Acute Massive Pulmonary Embolism with Cardiopulmonary Resuscitation

Management and Results
Igor E. Konstantinov, MD, PhD, Pankaj Saxena, MCh, DNB, Miriam D. Koniuszko, MBBS, John Alvarez, MBBS, FRACS, and Mark A.J. Newman, MBBS, FRACS

Abstract

Patients who experience hemodynamic collapse after acute massive pulmonary embolism have a poor prognosis. Herein, we report our results with 8 patients and discuss a surgical strategy that can improve perioperative survival.

From August 1994 through May 2005, 8 consecutive patients (6 women, 2 men; age range, 27–68 yr) were urgently referred to our unit after experiencing hemodynamic collapse. All required cardiopulmonary resuscitation. Seven patients underwent pulmonary embolectomy. One patient was successfully treated with thrombolytic therapy alone under continuous monitoring by the surgical team.

There were 2 intraoperative deaths (30-day mortality rate, 28.5%). One survivor required a right ventricular assist device. Follow-up of the patients ranged from 8 months to 8 years. One patient died 8 months after the pulmonary embolectomy from long-term complications of cerebral damage that had occurred during preoperative resuscitation.

We conclude that prompt surgical management improves the early survival rates of patients who require cardiopulmonary resuscitation subsequent to massive pulmonary embolism.

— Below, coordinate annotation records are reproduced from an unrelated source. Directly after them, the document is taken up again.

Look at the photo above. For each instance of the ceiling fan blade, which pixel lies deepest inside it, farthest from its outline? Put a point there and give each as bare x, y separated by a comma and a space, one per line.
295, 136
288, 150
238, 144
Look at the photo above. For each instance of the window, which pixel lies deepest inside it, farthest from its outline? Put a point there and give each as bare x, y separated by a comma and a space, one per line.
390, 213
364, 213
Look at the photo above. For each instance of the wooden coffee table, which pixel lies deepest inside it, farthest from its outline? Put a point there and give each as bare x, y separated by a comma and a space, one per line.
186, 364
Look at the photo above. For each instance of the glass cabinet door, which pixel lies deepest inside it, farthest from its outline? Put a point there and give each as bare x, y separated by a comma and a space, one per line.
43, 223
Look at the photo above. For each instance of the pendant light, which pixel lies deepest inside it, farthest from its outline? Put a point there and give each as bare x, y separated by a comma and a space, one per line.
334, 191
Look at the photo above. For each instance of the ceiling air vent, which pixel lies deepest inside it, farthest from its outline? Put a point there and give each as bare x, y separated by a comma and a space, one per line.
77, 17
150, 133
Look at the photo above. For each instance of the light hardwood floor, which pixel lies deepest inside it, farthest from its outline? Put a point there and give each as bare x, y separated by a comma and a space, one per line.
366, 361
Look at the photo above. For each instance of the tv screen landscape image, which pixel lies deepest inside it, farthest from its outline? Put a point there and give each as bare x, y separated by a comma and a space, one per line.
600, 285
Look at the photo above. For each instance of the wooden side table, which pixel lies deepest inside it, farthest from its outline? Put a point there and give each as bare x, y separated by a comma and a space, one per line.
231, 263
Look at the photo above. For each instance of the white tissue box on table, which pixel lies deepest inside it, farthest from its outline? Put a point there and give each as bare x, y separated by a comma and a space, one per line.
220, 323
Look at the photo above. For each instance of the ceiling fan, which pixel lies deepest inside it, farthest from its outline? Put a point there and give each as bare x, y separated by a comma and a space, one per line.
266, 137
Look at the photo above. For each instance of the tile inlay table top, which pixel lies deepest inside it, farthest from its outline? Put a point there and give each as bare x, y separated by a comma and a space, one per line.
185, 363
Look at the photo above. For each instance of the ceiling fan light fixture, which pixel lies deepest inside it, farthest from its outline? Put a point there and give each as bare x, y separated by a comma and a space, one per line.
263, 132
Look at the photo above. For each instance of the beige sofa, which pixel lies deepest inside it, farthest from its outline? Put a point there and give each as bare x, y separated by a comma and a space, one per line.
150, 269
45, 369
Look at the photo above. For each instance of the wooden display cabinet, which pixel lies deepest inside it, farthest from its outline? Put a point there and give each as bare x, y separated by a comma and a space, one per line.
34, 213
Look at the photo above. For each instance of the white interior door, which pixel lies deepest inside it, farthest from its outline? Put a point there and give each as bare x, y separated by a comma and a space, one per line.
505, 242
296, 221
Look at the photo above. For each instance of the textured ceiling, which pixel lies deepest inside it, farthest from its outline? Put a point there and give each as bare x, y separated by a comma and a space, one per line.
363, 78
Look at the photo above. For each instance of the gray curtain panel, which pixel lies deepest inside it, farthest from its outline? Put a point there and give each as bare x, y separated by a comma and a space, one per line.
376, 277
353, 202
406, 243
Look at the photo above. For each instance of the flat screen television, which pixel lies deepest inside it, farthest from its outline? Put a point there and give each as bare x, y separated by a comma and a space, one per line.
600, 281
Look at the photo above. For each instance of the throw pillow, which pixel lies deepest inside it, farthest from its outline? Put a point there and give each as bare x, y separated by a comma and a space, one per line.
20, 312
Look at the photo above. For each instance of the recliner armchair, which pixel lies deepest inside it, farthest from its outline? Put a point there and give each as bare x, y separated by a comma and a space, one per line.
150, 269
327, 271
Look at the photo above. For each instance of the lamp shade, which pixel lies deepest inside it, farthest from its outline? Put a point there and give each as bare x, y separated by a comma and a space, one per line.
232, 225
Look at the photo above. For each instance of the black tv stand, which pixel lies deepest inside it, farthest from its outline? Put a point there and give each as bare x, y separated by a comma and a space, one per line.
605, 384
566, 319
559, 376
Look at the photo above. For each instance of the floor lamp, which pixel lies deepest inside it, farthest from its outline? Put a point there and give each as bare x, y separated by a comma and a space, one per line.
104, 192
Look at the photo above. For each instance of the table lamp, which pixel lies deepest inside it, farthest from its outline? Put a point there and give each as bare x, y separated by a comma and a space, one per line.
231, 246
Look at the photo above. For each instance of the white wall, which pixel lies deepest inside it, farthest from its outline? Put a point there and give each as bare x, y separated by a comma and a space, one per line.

Key words: Anticoagulants, cardiopulmonary bypass, cardiopulmonary resuscitation, echocardiography, transthoracic, hemodynamic processes, pulmonary artery/surgery, pulmonary embolism/complications/diagnosis/drug therapy/mortality/surgery, risk factors, thrombolytic therapy/contraindications, treatment outcome, ventricular dysfunction, right

Massive pulmonary embolism (PE) is a life-threatening condition. For clinical purposes, massive PE is defined as pulmonary embolism with either hemodynamic collapse or an occlusion of the pulmonary artery that exceeds 50% of its cross-sectional area.1–5 The overall mortality rate associated with massive PE remains at approximately 30%.6–8 If cardiopulmonary resuscitation (CPR) is required, mortality rates increase dramatically. Even in the modern era, operative deaths of patients with massive PE who require CPR may approach 75%.9 An overall mortality rate reported in the world literature is 57% for patients who require CPR, compared with 12% for those who do not.6,9–17 Herein, we present a retrospective review of the treatment and outcomes of 8 of our patients who required CPR consequent to hemodynamic collapse after massive PE.

Patients and Methods

Patients

From August 1994 through May 2005, 8 consecutive patients with suspected massive PE were referred to our cardiothoracic surgical unit after they had experienced hemodynamic collapse that required CPR. We retrospectively analyzed the patients' demographics, risk factors, methods of diagnosis, operative procedures, and postoperative morbidity and mortality rates (Table I).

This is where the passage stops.